Bruno Mars @ the 2011 MTV VMA's
Did you watch 'em?

This won't be a long post, as I've got to put in some time on the WIP this morning before hitting the normal get-ready-for-work routine.  Just wanted to let you guys know things have been a little strange and hectic in our household as of late, which is the main reason why you haven't seen a lot of posting here and the fanfiction hasn't been updated in, like, forever.  But my husband and I are expecting our first child (12 weeks today!), and the adjustment has been far harder than I originally anticipated.  I sleep A LOT--nap for 2+ hours in the evening, then sleep all night. However, my wonderful Doc tells me this should be subsiding within the next week-2 weeks. So, I should be up and running like normal soon, though I'm certain I'll have to play some catch-up first.

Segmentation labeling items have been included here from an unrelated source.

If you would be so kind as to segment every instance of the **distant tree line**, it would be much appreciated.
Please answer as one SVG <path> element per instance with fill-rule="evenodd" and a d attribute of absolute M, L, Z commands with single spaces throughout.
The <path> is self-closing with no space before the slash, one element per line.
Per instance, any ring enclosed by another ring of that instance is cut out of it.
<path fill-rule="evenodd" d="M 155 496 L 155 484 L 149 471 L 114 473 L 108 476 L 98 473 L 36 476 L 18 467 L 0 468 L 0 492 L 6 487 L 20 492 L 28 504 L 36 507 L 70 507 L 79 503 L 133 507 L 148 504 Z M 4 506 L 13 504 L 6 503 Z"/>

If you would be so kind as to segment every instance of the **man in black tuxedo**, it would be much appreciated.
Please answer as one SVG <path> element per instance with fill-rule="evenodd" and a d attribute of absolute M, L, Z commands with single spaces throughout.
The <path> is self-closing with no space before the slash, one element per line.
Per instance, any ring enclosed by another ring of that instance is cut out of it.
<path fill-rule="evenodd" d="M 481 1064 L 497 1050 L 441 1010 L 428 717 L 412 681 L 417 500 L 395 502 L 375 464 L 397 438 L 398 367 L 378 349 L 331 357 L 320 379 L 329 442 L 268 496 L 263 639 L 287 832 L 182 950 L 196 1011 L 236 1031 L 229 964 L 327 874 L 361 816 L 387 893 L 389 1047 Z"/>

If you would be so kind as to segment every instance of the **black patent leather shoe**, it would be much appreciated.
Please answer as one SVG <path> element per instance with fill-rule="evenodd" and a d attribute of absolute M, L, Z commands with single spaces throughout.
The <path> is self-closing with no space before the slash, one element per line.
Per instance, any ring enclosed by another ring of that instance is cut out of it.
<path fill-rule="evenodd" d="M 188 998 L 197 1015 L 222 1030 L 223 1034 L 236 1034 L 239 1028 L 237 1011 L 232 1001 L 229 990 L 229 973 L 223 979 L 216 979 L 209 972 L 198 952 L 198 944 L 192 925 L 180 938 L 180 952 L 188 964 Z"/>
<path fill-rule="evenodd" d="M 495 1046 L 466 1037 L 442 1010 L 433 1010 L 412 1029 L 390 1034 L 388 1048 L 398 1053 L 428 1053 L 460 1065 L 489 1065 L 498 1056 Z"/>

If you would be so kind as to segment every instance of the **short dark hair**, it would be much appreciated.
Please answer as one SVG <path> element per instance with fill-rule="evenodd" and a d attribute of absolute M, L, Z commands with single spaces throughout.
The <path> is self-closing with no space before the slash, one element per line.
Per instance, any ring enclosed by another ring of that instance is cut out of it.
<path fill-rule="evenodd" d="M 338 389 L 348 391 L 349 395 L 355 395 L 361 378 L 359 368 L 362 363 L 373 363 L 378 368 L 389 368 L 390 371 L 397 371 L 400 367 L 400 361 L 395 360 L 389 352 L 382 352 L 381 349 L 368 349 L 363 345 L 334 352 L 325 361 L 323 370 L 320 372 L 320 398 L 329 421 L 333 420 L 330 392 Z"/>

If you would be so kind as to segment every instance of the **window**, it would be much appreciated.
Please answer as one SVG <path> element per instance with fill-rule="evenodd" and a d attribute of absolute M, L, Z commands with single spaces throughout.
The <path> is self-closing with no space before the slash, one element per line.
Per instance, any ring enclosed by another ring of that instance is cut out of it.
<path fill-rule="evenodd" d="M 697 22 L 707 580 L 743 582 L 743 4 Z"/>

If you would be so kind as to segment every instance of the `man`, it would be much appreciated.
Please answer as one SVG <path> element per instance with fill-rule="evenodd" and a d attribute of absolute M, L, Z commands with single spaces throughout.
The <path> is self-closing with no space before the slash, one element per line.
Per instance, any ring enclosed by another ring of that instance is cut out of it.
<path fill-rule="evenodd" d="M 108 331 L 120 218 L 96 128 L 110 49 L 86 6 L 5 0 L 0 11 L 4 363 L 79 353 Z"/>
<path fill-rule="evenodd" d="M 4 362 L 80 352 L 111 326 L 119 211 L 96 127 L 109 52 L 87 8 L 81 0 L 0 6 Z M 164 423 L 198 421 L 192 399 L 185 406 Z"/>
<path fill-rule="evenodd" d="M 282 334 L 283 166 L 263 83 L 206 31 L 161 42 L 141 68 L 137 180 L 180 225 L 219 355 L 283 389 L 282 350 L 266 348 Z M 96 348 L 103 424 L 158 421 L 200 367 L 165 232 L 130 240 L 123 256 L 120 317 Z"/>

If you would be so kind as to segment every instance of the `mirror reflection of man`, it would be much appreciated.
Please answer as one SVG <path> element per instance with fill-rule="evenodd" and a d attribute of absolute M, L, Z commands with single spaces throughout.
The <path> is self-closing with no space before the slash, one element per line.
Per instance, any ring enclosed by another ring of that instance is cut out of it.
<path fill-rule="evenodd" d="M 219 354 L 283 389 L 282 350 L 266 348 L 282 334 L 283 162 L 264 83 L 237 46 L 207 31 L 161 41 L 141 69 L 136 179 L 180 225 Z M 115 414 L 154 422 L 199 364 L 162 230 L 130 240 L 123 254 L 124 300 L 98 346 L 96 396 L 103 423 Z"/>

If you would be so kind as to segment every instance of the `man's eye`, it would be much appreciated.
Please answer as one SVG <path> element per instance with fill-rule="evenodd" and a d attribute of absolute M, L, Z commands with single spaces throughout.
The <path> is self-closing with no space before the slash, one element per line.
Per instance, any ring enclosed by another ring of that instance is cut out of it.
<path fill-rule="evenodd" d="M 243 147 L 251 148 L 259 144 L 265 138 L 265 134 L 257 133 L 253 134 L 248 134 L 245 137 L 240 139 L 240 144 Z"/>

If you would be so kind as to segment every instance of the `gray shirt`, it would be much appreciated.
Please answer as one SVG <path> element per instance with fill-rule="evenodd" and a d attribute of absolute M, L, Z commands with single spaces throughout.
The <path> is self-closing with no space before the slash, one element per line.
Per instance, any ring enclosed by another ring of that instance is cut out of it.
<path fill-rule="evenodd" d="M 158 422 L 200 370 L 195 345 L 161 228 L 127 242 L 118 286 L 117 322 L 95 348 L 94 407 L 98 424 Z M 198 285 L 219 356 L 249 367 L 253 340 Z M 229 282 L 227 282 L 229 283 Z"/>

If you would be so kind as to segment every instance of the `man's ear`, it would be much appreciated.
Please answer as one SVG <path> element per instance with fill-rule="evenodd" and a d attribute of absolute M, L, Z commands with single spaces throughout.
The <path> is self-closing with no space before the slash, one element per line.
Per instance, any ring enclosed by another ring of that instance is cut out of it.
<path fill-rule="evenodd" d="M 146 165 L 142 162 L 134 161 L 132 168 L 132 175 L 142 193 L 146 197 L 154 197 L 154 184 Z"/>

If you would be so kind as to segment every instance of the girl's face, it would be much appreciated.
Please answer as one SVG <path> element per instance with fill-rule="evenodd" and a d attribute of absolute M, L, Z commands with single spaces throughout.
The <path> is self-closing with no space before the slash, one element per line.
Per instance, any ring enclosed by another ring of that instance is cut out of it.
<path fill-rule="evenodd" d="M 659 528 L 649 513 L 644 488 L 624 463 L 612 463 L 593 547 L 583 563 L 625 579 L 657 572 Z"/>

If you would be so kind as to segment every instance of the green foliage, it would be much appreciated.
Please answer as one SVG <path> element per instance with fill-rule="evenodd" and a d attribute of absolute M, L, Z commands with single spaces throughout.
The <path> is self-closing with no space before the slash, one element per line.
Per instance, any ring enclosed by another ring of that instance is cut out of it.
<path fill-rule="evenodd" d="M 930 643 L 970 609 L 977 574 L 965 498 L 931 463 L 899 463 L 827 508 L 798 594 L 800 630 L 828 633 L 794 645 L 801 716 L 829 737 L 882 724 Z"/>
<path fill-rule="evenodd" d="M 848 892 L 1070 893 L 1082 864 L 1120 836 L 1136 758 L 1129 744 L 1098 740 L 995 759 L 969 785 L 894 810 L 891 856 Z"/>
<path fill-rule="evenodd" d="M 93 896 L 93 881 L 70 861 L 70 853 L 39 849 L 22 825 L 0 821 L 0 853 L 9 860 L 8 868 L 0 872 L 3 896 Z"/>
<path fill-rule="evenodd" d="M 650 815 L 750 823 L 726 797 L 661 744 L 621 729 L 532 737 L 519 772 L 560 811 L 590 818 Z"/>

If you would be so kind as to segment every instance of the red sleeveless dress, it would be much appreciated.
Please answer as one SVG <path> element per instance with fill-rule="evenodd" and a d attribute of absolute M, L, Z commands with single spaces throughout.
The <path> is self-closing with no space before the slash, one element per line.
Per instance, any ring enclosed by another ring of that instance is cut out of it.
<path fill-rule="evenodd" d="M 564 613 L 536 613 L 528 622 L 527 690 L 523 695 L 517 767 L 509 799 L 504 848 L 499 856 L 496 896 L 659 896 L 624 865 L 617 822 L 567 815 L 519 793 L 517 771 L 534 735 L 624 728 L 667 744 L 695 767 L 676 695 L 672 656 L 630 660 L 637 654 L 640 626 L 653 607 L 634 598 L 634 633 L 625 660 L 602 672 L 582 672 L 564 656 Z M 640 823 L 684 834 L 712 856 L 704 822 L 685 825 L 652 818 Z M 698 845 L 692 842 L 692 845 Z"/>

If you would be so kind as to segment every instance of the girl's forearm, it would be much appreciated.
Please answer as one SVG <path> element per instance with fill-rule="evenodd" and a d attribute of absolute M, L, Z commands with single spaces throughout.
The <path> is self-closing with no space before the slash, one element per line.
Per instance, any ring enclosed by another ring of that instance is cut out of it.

However, I've been reading quite a bit lately, though I did sneak in a few hours to watch the 2011 MTV Video Music Awards, because I'm a sucker for live performances.  Just finished Kristan Higgins' March 2011 release My One and Only. Wonderful characters and writing, as usual, though the plot seemed to be a trifle flawed at times. The heroine was strong and humorous, the hero sexy as all get-out. And the secondary characters added so much color, I really don't know that one could've been rightfully cut without taking away from the overall feel of the novel.

So, what have you been reading? Where's your bookmark? I'd love to pick up something new next trip to the bookstore!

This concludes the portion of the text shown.